JOHANNESBURG – While the consumer economy celebrates a retail boom, South Africa’s heavy industrial sector is entering 2026 facing an existential deadline. With just six months remaining until June 2026, the “Gas Cliff”—the date Sasol is scheduled to cease natural gas supply to third-party industrial users—is no longer a distant threat, but an immediate operational reality.
According to the Industrial Gas Users Association of Southern Africa (IGUA-SA), the suspension of supply threatens approximately 70,000 jobs across KwaZulu-Natal and Gauteng, impacting glass, steel, and chemical manufacturers who rely on gas for thermal processing.
The “GasHub” Lifeline
In a last-ditch effort to avert deindustrialization, major gas users officially launched GasHub late last month (November 2025). This non-profit aggregator aims to pool the demand of dozens of factories to make bulk Liquefied Natural Gas (LNG) imports viable.
“We are moving from a monopoly supply model to a self-funded import model,” noted a GasHub spokesperson yesterday. “But the infrastructure lag is our biggest enemy. We are racing to secure port access at Richards Bay before the Sasol taps run dry.”
Sasol’s “Bridge” Proposal
Sasol has offered a temporary reprieve. In a regulatory filing earlier this quarter, the energy giant proposed diverting Methane Rich Gas (MRG) from its Secunda operations to serve external customers for a limited “bridging period” from July 2026 to 2028.

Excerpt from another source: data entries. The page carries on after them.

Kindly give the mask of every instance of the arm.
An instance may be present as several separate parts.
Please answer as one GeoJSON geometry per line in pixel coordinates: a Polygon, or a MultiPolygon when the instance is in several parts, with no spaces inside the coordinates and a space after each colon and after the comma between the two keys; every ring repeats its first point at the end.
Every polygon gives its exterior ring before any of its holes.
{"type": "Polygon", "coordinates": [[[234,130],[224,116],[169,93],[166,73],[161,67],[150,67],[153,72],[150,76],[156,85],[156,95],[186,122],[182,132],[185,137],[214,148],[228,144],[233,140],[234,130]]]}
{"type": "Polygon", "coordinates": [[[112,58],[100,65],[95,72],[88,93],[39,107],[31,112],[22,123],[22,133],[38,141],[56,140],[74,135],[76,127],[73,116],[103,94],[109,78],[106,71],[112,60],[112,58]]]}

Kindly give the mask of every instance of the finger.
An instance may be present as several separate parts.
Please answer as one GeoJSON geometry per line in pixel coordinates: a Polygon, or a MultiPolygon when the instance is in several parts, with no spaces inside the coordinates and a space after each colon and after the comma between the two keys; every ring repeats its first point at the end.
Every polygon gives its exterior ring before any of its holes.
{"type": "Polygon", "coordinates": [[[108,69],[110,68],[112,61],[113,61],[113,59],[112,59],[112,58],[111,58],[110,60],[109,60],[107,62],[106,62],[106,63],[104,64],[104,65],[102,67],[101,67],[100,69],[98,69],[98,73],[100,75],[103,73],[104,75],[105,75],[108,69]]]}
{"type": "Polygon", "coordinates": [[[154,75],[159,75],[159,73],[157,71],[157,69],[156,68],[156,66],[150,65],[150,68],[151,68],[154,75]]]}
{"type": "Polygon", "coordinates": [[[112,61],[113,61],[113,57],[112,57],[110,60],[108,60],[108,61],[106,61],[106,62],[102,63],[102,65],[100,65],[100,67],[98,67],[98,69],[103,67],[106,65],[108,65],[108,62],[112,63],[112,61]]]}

However, this solution comes at a premium. The proposed pricing model, currently under review by NERSA (National Energy Regulator), could see industrial gas costs spike by up to 40%, forcing manufacturers to either absorb the cost or pass it on to an already strained consumer market.
The 2026 Outlook
As factories reopen in January, energy security will replace load shedding as the primary boardroom agenda. The first quarter of 2026 will be defined by one question: Can the private sector build an LNG supply chain in six months, or will the “Gas Cliff” trigger a wave of factory closures?